Several of my reading groups have seen parallels with Francis Ford Coppola’s, The Godfather. Sir Ensor, the patriarch of the Doones, like Vito Corleone, is a traditionalist who demands respect and is supported by a crooked lawyer, in this case, his son, ‘The Councillor’.

The Councillor’s son, Carver, is evil. He’s the distillation of all the bitterness in Sir Ensor and The Councillor. Of course, we only see any of these characters through the eyes of our narrator, John (aka Jan) Ridd, who is competing with Carver for Lorna. Despite John’s repeated assurances about his own honesty, I can’t help feeling that there may be some bias in the story he’s telling.

Carver, as his nickname might suggest, lacks the subtlety or charm of Michael Corleone. What he has in spades, is muscle and ambition, oh, and wives. Yes, your read me right, it turns out that Carver has so far strayed from the path of respectability that when the den of thieves finally is challenged, he is discovered to be keeping ‘ten or a dozen‘ wives – so many in fact, John can’t be exact. As for the children, there’s no attempt to count them!

In suggesting these parallels I’m not claiming that Mario Puzo once read Lorna Doone, though I wish I could have asked him. These are outlaw stories, and it could be argued that both rely on stereotypes. I do, however, wonder if Puzo ever saw one of the film versions. His novel, The Godfather, was published in 1969. Four of the six Lorna Doone films had been made by then, and one of the two series for the BBC.

I’ve seen extracts of all except the 1912 and 1963 versions, which don’t seem to exist any more. The rest seem, to me, to say as much about the decade they have been produced in as they do about the original they draw from. That’s not so surprising. To convey all of the events and nuances of this hefty novel would take more hours than have yet been given to it.

Lorna Doone has also been adapted for stage and radio. As has, HG Wells’ novel, The War of The Worlds.

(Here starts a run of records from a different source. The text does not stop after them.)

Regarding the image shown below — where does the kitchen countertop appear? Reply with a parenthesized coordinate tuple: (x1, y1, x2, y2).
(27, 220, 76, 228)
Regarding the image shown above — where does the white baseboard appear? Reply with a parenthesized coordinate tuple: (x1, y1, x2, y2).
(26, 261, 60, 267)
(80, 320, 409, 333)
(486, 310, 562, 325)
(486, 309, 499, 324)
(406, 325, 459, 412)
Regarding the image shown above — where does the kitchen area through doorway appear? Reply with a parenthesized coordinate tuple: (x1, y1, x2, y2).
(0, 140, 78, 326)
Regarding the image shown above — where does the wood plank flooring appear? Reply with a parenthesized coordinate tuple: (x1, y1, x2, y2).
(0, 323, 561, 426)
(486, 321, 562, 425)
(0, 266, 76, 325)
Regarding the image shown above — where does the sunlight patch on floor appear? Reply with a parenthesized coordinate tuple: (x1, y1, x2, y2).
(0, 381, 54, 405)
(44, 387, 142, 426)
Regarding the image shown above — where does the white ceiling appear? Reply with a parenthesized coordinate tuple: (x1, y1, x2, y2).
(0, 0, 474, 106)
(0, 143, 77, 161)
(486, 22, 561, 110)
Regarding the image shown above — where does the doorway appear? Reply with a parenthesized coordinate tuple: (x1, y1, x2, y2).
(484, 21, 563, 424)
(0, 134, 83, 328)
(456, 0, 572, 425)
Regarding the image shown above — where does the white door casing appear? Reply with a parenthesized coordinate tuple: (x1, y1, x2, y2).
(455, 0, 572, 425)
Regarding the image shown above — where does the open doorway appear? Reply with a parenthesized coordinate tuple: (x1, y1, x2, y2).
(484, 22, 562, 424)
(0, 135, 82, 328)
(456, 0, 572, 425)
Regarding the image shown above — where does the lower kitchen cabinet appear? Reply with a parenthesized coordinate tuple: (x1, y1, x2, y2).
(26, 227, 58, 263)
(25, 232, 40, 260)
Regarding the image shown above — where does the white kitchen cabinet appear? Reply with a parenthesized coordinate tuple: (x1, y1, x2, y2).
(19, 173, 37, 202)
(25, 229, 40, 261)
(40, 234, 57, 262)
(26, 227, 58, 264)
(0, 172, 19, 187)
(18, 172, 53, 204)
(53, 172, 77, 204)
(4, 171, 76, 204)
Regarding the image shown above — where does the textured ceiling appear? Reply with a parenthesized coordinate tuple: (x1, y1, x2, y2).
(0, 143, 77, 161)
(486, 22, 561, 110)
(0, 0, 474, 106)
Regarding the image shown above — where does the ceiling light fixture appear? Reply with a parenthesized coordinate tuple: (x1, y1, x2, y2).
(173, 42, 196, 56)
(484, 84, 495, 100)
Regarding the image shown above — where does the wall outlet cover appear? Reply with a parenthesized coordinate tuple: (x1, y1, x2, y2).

I’ve been watching the latest screen version of that, on the BBC (it finished last night), for the last three weeks. The selling point, for yet another remake, was the claim that it kept closer to the book than others had.

I’m not so sure that’s true, but I’ve enjoyed it. As I have every other version I’ve watched, despite (or maybe because of) the liberties taken.

Wikipedia lists 10 direct screen adaptations, and 14 for radio (including the famous 1938 Orson Welles version). Add to that the musical interpretations (Jeff Wayne’s was not the only one), plus numerous comic books and sequels, that’s a lot of inspiring.

There was no implied criticism in wondering why the story was getting another incarnation, only curiosity. I was reminded that someone funded the 2000 Lorna Doone film only ten years after the previous version had been made. Even in these fast moving times, that surely counts as being within living memory. So,why?

Well, I have a theory. I think both novels foreground plot rather than character. Maybe those kinds of stories leave more room for the adapter, or even the well-known actors.

* Girt: dialect version of great – meaning ‘large’ or ‘very big’.